Se me revolvió el estómago.
Conocía a Roland de toda la vida, igual que conocía a todo el pueblo de Anta. Era hijo de un rico comerciante. El dinero le había comprado cierto estatus entre los aldeanos y lo habían acercado al alcalde, lo que a su vez le había concedido poder sobre todas aquellas mujeres que se cruzaban en su camino y le había garantizado que jamás tuviera que enfrentarse a una maldición.
Mi propia desgracia nunca había disuadido a Roland. Se había ofrecido en varias ocasiones a «ayudarme» si me acostaba con él.
—Eres asqueroso.
—Ay, Gesela, no finjas que no disfrutas con mi atención.
—Porque no es así —le respondí—. De hecho, la desprecio.
La expresión de Roland se endureció, pero eso no impidió que se me acercara aún más y necesité toda mi fuerza de voluntad para no empujarlo. Odiaba su olor, esa mezcla de heno mojado y cuero.
—Puedo acabar con esto ahora mismo. Solo tienes que decir la palabra.
—¿Qué palabra? —le pregunté entre dientes.
—Que te casarás conmigo.
Lo empujé.
Tampoco es que lo dijera en serio. Le había propuesto lo mismo a muchas mujeres con el pretexto de que las salvaría, solo para avergonzarlas después por creer que de verdad era esa su intención.
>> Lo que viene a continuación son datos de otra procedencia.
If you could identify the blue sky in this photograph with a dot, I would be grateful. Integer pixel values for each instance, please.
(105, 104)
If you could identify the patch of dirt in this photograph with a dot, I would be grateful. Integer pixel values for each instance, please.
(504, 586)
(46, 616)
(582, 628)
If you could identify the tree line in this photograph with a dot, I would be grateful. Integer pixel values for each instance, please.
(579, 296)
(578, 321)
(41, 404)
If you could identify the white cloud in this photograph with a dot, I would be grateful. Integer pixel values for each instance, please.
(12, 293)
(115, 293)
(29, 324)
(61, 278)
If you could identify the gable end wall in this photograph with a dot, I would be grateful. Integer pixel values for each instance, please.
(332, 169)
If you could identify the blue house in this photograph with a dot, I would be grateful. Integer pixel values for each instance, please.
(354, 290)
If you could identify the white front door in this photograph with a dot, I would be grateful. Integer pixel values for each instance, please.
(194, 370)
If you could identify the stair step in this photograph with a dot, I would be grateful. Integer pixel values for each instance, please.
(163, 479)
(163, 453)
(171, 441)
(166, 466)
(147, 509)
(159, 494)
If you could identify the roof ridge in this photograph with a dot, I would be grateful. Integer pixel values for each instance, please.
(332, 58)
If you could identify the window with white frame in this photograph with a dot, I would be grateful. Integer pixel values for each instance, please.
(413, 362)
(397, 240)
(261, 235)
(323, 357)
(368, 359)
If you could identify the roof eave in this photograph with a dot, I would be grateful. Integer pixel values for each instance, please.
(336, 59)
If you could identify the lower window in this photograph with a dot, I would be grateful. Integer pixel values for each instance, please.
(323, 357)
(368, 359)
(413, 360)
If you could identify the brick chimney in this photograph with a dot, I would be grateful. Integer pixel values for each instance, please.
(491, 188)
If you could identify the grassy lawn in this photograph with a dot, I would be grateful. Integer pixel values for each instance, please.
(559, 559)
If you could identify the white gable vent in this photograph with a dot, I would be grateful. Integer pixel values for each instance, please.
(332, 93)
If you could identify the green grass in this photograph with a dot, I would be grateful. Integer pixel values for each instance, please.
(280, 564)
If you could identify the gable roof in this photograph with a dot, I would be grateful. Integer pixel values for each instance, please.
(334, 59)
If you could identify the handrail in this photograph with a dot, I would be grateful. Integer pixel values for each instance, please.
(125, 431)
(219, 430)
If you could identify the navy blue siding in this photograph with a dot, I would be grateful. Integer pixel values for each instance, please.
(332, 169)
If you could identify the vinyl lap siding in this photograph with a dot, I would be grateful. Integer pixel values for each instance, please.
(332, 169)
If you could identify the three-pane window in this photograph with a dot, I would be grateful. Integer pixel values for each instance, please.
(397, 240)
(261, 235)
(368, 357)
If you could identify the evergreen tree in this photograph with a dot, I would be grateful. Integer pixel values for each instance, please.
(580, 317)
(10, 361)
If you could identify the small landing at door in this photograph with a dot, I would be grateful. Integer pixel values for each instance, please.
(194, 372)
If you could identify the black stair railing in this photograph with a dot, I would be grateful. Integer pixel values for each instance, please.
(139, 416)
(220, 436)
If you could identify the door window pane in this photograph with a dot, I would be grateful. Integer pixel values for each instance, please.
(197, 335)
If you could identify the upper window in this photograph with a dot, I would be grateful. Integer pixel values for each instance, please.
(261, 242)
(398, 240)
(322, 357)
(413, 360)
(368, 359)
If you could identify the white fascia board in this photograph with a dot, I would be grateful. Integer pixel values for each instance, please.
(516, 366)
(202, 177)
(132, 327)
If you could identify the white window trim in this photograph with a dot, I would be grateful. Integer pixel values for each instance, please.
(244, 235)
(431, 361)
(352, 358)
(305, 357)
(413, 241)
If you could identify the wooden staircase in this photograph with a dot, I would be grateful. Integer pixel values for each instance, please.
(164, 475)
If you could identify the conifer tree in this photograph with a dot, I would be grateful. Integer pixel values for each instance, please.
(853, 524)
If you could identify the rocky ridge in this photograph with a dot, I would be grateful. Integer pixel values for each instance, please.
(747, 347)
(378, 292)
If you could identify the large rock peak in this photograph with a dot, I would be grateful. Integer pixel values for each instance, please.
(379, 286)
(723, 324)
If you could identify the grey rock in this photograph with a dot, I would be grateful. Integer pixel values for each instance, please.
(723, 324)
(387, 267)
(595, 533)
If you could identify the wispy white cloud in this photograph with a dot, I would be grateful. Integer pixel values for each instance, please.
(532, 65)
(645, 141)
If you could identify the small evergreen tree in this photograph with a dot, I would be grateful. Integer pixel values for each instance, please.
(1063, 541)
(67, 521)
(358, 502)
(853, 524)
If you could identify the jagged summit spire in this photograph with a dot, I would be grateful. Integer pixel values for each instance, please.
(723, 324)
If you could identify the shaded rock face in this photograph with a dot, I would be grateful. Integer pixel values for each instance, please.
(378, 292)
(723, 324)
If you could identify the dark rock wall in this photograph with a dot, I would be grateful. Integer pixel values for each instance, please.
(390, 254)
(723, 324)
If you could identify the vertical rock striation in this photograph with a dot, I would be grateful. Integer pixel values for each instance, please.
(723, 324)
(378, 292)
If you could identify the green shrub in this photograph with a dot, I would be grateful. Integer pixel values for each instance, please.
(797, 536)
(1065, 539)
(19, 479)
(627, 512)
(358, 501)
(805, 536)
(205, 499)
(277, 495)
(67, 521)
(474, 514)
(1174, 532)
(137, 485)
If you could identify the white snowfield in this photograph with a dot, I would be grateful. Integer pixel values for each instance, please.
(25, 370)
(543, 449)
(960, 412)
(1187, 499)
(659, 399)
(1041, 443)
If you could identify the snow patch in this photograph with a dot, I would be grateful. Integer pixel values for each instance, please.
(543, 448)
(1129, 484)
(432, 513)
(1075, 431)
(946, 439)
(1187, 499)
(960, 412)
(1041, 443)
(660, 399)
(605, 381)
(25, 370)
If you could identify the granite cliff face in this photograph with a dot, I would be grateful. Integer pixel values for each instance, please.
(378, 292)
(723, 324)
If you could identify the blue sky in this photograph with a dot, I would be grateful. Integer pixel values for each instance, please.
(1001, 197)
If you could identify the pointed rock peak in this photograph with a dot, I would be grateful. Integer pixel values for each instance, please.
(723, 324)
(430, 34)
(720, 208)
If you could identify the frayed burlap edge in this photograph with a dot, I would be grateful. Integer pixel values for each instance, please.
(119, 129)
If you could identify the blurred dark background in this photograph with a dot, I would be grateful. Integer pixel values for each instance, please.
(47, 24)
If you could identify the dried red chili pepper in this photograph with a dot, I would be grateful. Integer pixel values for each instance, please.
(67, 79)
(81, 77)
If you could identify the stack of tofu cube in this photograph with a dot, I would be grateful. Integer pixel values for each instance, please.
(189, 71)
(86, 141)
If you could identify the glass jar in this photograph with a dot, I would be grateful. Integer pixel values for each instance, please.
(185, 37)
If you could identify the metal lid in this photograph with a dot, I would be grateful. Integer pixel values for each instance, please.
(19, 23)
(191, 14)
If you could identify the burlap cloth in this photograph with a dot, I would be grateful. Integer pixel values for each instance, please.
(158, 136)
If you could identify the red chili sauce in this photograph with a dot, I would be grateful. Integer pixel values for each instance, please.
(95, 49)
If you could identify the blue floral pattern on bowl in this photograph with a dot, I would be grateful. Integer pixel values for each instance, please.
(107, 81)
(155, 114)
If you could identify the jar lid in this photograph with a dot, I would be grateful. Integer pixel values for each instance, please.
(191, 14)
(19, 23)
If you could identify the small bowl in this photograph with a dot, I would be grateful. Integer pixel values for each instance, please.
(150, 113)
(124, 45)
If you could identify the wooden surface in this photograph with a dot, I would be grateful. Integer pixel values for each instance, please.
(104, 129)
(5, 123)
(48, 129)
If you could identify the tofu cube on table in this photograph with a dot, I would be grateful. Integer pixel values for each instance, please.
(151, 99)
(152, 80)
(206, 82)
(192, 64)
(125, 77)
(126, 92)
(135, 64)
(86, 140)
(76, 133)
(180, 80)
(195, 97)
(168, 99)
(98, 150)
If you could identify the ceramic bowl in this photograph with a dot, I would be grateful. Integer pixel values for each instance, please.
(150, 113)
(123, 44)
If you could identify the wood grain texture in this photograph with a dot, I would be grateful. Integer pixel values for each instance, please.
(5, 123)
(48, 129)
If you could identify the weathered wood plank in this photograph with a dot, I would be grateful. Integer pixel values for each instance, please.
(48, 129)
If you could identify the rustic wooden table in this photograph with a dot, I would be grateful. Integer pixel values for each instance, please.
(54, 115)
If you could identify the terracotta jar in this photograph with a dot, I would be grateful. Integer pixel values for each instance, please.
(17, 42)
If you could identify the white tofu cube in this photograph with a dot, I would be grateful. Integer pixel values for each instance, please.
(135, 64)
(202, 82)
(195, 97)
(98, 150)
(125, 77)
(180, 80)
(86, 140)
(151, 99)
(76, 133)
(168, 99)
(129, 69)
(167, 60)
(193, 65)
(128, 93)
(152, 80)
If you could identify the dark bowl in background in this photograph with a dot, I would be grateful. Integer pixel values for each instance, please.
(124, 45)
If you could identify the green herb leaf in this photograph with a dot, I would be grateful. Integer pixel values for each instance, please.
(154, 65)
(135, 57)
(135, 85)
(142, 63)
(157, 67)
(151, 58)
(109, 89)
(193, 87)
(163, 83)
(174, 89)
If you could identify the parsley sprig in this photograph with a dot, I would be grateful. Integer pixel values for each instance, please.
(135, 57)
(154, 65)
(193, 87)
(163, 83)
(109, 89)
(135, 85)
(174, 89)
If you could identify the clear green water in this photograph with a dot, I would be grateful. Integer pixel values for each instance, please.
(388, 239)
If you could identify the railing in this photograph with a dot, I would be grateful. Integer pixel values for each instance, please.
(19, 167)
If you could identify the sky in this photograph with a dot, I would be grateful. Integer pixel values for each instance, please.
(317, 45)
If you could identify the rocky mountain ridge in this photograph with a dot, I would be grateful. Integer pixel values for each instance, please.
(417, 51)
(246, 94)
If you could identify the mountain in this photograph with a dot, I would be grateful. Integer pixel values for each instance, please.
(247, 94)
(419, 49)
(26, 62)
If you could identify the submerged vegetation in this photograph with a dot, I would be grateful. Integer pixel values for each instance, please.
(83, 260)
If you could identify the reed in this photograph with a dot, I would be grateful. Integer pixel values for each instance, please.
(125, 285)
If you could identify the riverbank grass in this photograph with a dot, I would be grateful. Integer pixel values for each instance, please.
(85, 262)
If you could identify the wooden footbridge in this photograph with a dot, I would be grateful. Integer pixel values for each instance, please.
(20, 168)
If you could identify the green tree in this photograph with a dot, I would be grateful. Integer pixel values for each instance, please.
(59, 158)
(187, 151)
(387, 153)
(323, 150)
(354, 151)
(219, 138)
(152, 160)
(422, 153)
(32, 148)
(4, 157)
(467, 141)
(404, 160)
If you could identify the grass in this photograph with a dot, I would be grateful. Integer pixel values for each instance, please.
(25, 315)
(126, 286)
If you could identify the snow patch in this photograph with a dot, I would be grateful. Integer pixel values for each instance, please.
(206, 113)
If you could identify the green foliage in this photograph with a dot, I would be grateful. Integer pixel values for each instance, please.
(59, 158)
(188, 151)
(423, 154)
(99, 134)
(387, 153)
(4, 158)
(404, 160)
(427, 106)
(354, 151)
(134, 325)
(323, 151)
Si alguien allí era una maldición, estaba claro que ese era Roland Richter.
—Eso es más de una palabra, idiota —respondí llena de ira—. Pero si eso es lo que quieres, tengo una para ti: ¡jamás!
Roland rechinó los dientes y me empujó hacia el pozo.
—Entonces te enfrentarás a la maldición.
Tras tropezar, me aferré al borde del pozo, con las palmas de las manos apoyadas en la piedra viscosa, mientras me enfrentaba a la interminable oscuridad del fondo.
—La bruja del bosque dice que hay un sapo en el pozo. Mátalo y volveremos a tener agua.
—¿Y ha dicho la bruja qué me pasará después?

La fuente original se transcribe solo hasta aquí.